Somente esses três partidos levariam um terço do fundo do deputado Cândido, isto é, R$ 1 bilhão (R$ 1.075.302.858).
Muitos leitores, compreensivelmente, perguntarão: mas que fundo é esse?
Será o fundo partidário?
Não, leitor, não é o fundo partidário, que, aliás, permanece o mesmo: este ano o PT receberá R$ 35,6 milhões de fundo partidário; o PMDB, R$ 28,6 milhões; e o PSDB, R$ 29,3 milhões (cf.
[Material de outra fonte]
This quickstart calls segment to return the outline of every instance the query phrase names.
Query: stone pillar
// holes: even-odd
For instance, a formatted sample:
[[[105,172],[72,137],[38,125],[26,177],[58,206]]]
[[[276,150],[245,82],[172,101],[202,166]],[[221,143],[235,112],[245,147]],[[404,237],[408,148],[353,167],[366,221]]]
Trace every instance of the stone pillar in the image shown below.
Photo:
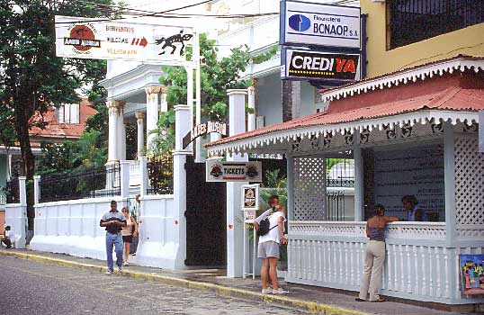
[[[151,130],[157,128],[157,124],[159,120],[158,102],[161,86],[147,86],[147,149],[149,149],[150,143],[155,135],[149,134]]]
[[[175,268],[184,268],[186,259],[186,156],[192,152],[183,148],[184,136],[190,130],[190,107],[177,105],[175,107],[175,152],[173,152],[173,193],[175,198],[174,220],[176,230],[175,243],[178,251],[175,255]]]
[[[136,157],[139,159],[143,156],[143,147],[145,145],[145,113],[143,112],[136,112],[134,115],[136,117],[136,125],[138,127],[138,150]]]
[[[229,135],[246,132],[246,90],[228,90]],[[247,161],[247,156],[233,154],[227,161]],[[244,256],[244,212],[241,205],[242,185],[246,182],[227,183],[227,276],[241,277]]]
[[[255,86],[257,79],[252,79],[252,86],[247,88],[248,94],[248,108],[255,111]],[[247,113],[247,131],[255,130],[255,112]]]
[[[108,101],[106,105],[109,111],[109,139],[108,139],[108,163],[117,161],[119,157],[119,121],[120,115],[122,115],[122,103],[120,101]],[[122,107],[124,105],[122,104]],[[122,117],[122,116],[121,116]]]

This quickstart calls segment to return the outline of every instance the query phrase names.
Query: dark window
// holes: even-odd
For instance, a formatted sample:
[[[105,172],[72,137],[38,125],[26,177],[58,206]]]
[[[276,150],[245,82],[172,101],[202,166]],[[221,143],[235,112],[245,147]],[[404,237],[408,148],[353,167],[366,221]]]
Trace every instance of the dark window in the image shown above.
[[[388,48],[484,22],[484,0],[388,0]]]

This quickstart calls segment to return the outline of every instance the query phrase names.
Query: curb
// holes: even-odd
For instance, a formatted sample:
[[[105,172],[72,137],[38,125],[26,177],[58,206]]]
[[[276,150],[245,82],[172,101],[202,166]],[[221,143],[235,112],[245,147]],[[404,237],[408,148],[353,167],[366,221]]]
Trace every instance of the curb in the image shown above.
[[[46,257],[35,254],[26,254],[19,252],[12,252],[0,250],[0,255],[14,256],[17,258],[31,260],[40,263],[47,263],[63,266],[76,267],[81,269],[95,270],[99,272],[107,271],[106,266],[100,266],[91,264],[77,263],[69,260]],[[264,302],[265,303],[277,303],[282,306],[292,307],[301,310],[309,311],[313,314],[324,314],[324,315],[369,315],[369,313],[361,310],[346,310],[338,306],[332,306],[328,304],[320,304],[312,302],[306,302],[302,300],[291,299],[286,296],[278,296],[272,294],[262,294],[260,292],[255,292],[252,291],[237,289],[229,286],[214,284],[210,283],[203,283],[199,281],[192,281],[180,279],[161,274],[147,274],[137,271],[123,271],[122,275],[129,276],[134,279],[149,280],[154,282],[163,283],[165,284],[189,288],[193,290],[207,291],[216,292],[220,295],[240,298],[244,300],[250,300],[255,302]]]

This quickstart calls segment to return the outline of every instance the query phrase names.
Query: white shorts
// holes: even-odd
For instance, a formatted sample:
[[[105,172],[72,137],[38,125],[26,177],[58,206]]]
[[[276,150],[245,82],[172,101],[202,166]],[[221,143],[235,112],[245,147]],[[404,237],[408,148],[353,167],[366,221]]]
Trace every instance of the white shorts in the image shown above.
[[[273,240],[259,243],[258,249],[259,258],[274,257],[279,259],[279,244]]]

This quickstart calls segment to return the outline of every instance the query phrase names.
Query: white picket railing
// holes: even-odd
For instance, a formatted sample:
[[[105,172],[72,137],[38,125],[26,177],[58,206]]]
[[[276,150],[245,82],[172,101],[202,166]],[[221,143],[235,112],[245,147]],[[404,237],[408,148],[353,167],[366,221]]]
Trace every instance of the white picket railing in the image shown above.
[[[290,221],[286,281],[358,291],[365,222]],[[458,255],[444,222],[394,222],[386,234],[382,293],[420,301],[460,299]],[[457,275],[456,275],[457,274]]]

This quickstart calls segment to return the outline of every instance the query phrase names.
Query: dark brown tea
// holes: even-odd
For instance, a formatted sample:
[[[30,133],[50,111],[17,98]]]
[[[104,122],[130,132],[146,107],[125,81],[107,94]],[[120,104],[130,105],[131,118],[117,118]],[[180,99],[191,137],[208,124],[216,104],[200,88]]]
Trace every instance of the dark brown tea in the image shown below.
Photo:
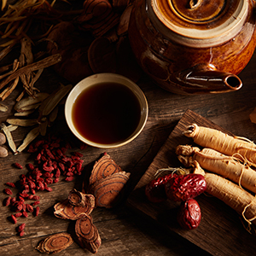
[[[80,93],[72,109],[74,126],[86,139],[112,144],[129,137],[141,117],[133,92],[117,83],[102,83]]]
TSE, Distribuição do Fundo Partidário, Dotação Orçamentária 2017).
O fundo do deputado Cândido é outro, um dinheiro que vai além, bem além, do fundo partidário.
Que alguns leitores jamais tenham ouvido falar nesse fundo – ou no projeto do deputado Cândido – é apenas devido à atual avacalhação legislativa e governamental, essa que o deputado petista quer preservar e conservar.
Assim são levadas as coisas na atual Câmara: acham que quanto menos gente discutir o que se trama, melhor. Os partidos maiores – PT, PMDB, PSDB – têm tão pouca legitimidade, a maioria de seus deputados é tão pouco representativa de qualquer coisa no Brasil, e quiçá na superfície da Terra, que a última coisa que querem é discutir, muito menos que a discussão extravase as saletas de conchavos e os corrilhos – sempre contra o povo e a favor do banditismo político e econômico que infelicita o país.
O fundo que o deputado Vicente Cândido quer estabelecer foi apelidado – por ele mesmo – de “Fundo Especial de Financiamento da Democracia”. Significaria, em essência, que o Tesouro regaria os cofres dos partidos políticos – daqueles que se tornaram organizações criminosas – para que continuem na mesma posição e do mesmo jeito que antes.
Democracia é, realmente, algo que esse fundo não financia. Pelo contrário, financia o que existe de mais antidemocrático no país. Ou será que alguém acha que Temer é uma personalidade democrática? Ou Dilma? Ou Aécio?
É provável, no entanto, que, convertido ao neoliberalismo, o partido de Lula – ou a ala ideológica do deputado Cândido – ache que a democracia tem preço. Vale uns R$ 3 bilhões. Quem adere ao neoliberalismo acha que tudo tem um preço, das Arenas da Copa do Mundo até o mandato de deputado.
Mas isso não é a pior coisa. O pior é quando se acha que os outros é que têm de pagar pelo seu mandato – seja auferindo propinas, roubando o dinheiro do povo na Petrobrás, ou roubando o dinheiro do povo diretamente do Tesouro.